Let $\Lambda$ be a real, positive definite, symmetric $n\times n$ matrix with ordered eigenvalues $0<\lambda_1\le\dots\le\lambda_n$. For any unit vector $y$, we can construct another matrix in the following fashion:
$$M = \Lambda – \frac{(\Lambda y)(\Lambda y)^t}{y^t\Lambda y}$$
M is symmetric and positive semi-definite with a zero eigenvector $y$.
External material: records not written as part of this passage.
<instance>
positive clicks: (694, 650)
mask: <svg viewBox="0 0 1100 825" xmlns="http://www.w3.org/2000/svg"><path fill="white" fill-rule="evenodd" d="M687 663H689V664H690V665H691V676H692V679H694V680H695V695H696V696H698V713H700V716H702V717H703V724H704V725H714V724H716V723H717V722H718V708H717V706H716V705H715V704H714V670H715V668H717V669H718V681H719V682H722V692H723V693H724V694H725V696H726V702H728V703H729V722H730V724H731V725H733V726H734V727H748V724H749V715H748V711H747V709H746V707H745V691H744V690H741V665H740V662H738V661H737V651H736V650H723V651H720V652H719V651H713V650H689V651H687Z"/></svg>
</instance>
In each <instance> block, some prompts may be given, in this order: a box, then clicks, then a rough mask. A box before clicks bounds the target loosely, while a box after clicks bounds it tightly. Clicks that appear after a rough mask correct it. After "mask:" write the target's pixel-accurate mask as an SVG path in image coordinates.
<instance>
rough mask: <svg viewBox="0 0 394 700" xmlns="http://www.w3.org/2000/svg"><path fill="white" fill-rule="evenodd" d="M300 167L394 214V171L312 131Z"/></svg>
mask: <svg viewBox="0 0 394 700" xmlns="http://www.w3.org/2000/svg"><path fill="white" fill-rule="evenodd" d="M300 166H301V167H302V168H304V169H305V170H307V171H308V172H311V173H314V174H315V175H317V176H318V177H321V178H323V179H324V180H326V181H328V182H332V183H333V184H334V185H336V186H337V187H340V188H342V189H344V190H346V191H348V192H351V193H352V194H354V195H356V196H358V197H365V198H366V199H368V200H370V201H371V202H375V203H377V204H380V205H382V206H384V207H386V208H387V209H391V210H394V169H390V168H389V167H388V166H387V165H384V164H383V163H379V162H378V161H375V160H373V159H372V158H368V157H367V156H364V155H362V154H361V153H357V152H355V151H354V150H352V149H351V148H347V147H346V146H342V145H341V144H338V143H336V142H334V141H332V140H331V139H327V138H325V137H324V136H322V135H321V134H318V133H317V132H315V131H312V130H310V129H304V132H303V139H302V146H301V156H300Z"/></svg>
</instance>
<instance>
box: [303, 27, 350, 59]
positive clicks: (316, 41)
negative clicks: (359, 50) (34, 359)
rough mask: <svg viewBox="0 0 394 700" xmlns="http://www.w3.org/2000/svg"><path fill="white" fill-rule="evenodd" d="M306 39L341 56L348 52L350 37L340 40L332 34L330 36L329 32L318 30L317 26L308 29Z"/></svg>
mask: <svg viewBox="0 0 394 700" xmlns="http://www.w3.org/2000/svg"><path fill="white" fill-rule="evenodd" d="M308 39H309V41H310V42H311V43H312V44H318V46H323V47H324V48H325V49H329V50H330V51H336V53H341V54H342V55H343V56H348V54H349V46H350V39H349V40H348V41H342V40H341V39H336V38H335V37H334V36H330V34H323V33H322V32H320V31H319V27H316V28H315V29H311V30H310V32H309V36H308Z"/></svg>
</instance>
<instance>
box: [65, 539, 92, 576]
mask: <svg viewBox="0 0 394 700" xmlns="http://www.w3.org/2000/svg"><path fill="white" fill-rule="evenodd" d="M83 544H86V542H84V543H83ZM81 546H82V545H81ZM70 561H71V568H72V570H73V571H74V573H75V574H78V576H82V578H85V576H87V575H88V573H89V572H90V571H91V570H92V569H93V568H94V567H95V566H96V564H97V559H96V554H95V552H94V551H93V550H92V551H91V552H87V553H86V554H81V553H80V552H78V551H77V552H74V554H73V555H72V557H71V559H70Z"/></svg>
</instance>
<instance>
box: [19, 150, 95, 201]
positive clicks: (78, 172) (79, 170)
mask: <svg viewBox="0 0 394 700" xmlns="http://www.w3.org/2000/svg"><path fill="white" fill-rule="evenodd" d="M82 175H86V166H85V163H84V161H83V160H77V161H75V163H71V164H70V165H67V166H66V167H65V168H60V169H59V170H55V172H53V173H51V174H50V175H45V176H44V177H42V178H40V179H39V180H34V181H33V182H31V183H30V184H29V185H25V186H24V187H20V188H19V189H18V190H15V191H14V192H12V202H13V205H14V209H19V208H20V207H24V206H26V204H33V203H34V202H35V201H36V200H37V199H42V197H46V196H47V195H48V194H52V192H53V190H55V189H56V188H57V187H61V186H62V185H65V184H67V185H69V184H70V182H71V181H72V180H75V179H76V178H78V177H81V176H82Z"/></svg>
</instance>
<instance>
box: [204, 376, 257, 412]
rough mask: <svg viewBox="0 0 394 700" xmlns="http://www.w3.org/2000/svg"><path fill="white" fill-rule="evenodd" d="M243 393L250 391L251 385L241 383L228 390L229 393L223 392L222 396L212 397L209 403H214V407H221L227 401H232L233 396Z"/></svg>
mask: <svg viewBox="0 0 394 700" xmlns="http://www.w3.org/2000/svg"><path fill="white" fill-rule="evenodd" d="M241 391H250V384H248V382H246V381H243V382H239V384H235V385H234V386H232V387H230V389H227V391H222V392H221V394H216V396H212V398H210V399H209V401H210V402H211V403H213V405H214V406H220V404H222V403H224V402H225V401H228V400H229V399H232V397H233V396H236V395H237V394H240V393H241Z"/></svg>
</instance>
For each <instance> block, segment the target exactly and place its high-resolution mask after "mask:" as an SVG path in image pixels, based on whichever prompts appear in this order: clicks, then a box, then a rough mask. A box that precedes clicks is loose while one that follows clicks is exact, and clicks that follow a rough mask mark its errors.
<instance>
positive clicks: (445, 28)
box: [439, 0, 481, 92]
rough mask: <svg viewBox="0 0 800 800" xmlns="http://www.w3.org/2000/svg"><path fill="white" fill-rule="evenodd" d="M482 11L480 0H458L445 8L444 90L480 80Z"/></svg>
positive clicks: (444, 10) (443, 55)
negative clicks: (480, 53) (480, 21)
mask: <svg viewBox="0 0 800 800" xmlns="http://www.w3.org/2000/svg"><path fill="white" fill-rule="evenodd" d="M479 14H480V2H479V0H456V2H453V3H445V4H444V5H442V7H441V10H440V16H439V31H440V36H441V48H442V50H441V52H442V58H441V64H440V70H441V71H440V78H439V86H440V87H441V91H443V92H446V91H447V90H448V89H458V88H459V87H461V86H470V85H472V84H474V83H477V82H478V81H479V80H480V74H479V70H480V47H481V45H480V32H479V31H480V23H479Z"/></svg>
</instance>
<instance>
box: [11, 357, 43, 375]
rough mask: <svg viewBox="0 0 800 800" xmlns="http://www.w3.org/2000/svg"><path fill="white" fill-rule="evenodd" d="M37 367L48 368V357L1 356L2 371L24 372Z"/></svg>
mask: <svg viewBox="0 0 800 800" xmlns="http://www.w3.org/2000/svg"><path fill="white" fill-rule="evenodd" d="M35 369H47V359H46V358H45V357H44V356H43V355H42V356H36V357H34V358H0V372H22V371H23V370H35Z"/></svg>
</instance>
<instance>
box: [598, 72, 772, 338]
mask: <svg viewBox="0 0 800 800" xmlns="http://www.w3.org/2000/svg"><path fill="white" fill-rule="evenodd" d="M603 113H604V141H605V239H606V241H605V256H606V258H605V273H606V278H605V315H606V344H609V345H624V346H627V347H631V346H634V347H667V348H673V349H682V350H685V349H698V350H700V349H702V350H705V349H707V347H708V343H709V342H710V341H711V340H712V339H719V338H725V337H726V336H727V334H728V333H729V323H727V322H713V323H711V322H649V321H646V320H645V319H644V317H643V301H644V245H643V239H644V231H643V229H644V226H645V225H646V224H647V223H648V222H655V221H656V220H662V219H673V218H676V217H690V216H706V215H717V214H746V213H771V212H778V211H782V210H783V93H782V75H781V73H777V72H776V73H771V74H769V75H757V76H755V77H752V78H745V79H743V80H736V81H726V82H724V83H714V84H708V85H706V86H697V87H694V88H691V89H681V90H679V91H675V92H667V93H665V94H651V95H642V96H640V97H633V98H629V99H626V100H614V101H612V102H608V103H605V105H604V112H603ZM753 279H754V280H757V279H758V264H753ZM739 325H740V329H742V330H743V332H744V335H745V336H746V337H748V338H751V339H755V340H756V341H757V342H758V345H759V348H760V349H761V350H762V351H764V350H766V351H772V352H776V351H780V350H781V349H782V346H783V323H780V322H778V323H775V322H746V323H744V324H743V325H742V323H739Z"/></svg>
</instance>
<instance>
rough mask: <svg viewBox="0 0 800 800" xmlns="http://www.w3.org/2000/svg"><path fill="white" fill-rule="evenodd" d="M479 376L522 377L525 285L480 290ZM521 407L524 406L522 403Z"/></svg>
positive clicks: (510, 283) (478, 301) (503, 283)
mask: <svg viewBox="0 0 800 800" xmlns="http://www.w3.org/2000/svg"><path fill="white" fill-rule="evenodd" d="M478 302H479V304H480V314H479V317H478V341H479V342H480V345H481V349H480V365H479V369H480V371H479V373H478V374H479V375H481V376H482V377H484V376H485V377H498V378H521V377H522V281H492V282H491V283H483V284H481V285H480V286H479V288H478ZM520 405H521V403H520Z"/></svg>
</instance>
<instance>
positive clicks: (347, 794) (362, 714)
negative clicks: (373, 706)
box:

The question: what can be said about the other eigenvalues? For example, since M is symmetric, all other eigenvectors will be perpendicular to $y$. Take any such $x$, then
$$x^tMx = x^t\Lambda x – \frac{(y^t\Lambda x)^2}{y^t\Lambda y}\le \lambda_n x^tx$$
and we conclude that the other eigenvalues cannot exceed the largest one of $\Lambda$. Is the same true for the smallest eigenvalue, i.e. the smallest non-zero eigenvalue of $M$ is at least as large as the smallest eigenvalue of $\Lambda$?
Best Answer
In short the answer is yes. Actually you can prove that there exists an ordering of the eigenvalues of the two matrices. The proof is easy; just use the min-max theorem, which states that for non-zero vectors $x$:
$$\lambda_k=\min_{U}\max_{x\in U, \dim U=k}\frac{x^t\Lambda x}{{||x||}^2}$$
but since we know that:
$$\frac{x^t\Lambda x}{{||x||}^2}\geq \frac{x^tM x}{{||x||}^2}$$
The result that the k-th larger eigenvalue of $\Lambda$ exceeds that of $M$ readily follows:
$$\lambda_k\geq \mu_k$$
where $\Lambda x_k=\lambda_kx_k$ , $M y_k=\mu_ky_k$, and the eigenvalues are ordered.